Data-Driven Insights into Personality, Health, and Well-Being through Language Analysis With more than a quarter of the world’s population communicating actively on social media (e.g. Facebook, Instagram, Twitter), researchers are presented with an unprecedented resource into who we are -- our health and well-being. Utilizing natural language processing and machine learning techniques we seek to discover new behavioral and psychological factors of health and well-being as manifest through language in social media. However, with few exceptions, existing works have mostly applied methods that were originally developed for modeling documents or words rather than characteristics of people. We are undertaking a range of novel as well as tried-and-true language analysis techniques to answer big questions about human health, personality, and well-being.

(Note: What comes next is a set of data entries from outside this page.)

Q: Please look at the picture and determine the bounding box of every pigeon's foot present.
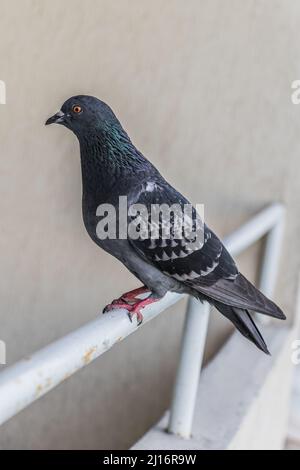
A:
[128,296,159,325]
[103,286,151,313]
[103,287,159,325]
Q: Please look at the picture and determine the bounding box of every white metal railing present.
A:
[0,204,284,438]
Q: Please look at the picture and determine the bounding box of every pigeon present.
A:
[45,95,285,354]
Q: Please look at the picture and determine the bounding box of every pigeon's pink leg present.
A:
[103,287,159,325]
[120,286,150,302]
[128,297,160,325]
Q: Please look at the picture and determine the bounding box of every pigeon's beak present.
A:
[45,111,65,126]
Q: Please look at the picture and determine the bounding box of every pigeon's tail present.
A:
[213,301,270,354]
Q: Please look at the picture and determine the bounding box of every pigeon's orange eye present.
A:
[72,104,82,114]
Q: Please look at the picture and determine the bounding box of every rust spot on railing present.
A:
[82,346,97,364]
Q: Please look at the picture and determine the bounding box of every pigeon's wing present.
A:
[130,180,284,318]
[130,181,238,286]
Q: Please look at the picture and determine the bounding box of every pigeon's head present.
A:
[45,95,119,139]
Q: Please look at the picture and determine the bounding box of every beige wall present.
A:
[0,0,300,449]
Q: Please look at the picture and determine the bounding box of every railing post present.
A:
[168,297,210,439]
[259,207,285,298]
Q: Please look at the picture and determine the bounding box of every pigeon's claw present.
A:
[128,297,159,325]
[103,287,159,325]
[103,297,133,313]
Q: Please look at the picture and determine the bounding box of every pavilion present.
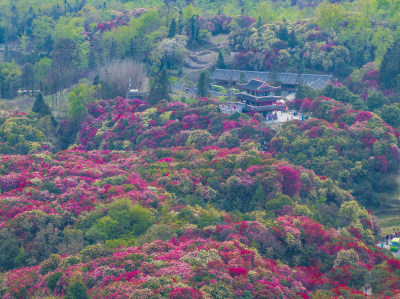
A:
[235,79,282,117]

Developing Methods of Human-Centered Language Processing While most tasks in Natural Language Processing are concerned with characterizing or transforming elements of documents (e.g. parts-of-speech tagging, syntactic parsing, machine translation, and sentiment analysis), the goal of human centered analysis is to measure or understand the users or communities generating those documents. This changes the way we can analyze language: (1) considering additional variables representing the human and/or social context, (2) it suggests consideration for change in language over time, and (3) motivates the need for understanding language beyond word-context as modern transformers do.
Time-series and Longitudinal Language Analysis Tackling change in language opens the door to impactful applications such as forecasting psychological states or health events (e.g. suicide attempt, panic attack, heart disease onset). Longitudinal studies and time series analyses have a long history which has yielded a vast repertoire of possible methods to build off (Zeger and Liang, 1986; Frees, 2004). On the other hand, NLP has a long history of tackling sequences of characters, words, or phrases. However, the mix of the two, tracking sequences in language across time, brings new key challenges. The goal now is often not predicting language itself but a latent mental state of an individual for which posts on social media serve as a source of noisy evidence. Further, some people post hourly while others post only weekly or monthly, and even within individuals post vary from dozens of times within a week to none at all.
Effective Integration of Extra-Linguistic Controls in Human-Centered Language Processing Many problems in NLP rely on making predictions simply from textual data itself, but other information about people is often available and useful. In fact, sometimes such information is necessary. For example, early NLP work in mental health classification failed to consider the age and gender of users being classified but it turned out that a substantial portion of early system prediction accuracy was due simply to distinguishing language by age (Preotiuc-Pietro et al., 2015). Other fields studying humans have adopted a standard expectation that a study will control for basic human traits – such as age and gender as well as theoretically related variables (Gazzaniga and Heatherton, 2015) – such socioeconomic variables for health outcomes or, to take an NLP example, political ideology in the case of stance detection. A key challenge in integrating these extra-linguistic variables, referred to as controls, is in handling their different characteristics as compared to linguistic features – controls tend to be much less sparse and less noisy than signal from linguistic features.
Multi-level Modeling Human Communication Analyzing language about people introduces inherent multi-level structure of data: communities contain multiple people who each generate multiple documents of personal discourse. A key challenge is that linguistic variables tend to be distributed very differently at each level of analysis (Almodaresi et al., 2017) (e.g. “love” is sparse at document-level, more log-normal at the user-level, and more normal at the community-level), and aggregation by location can introduce systematic biases (e.g. “love” may be mentioned multiple orders of magnitude more often in Love, Texas). We seek to account for these differences and enable models to be applied at multiple levels of analysis.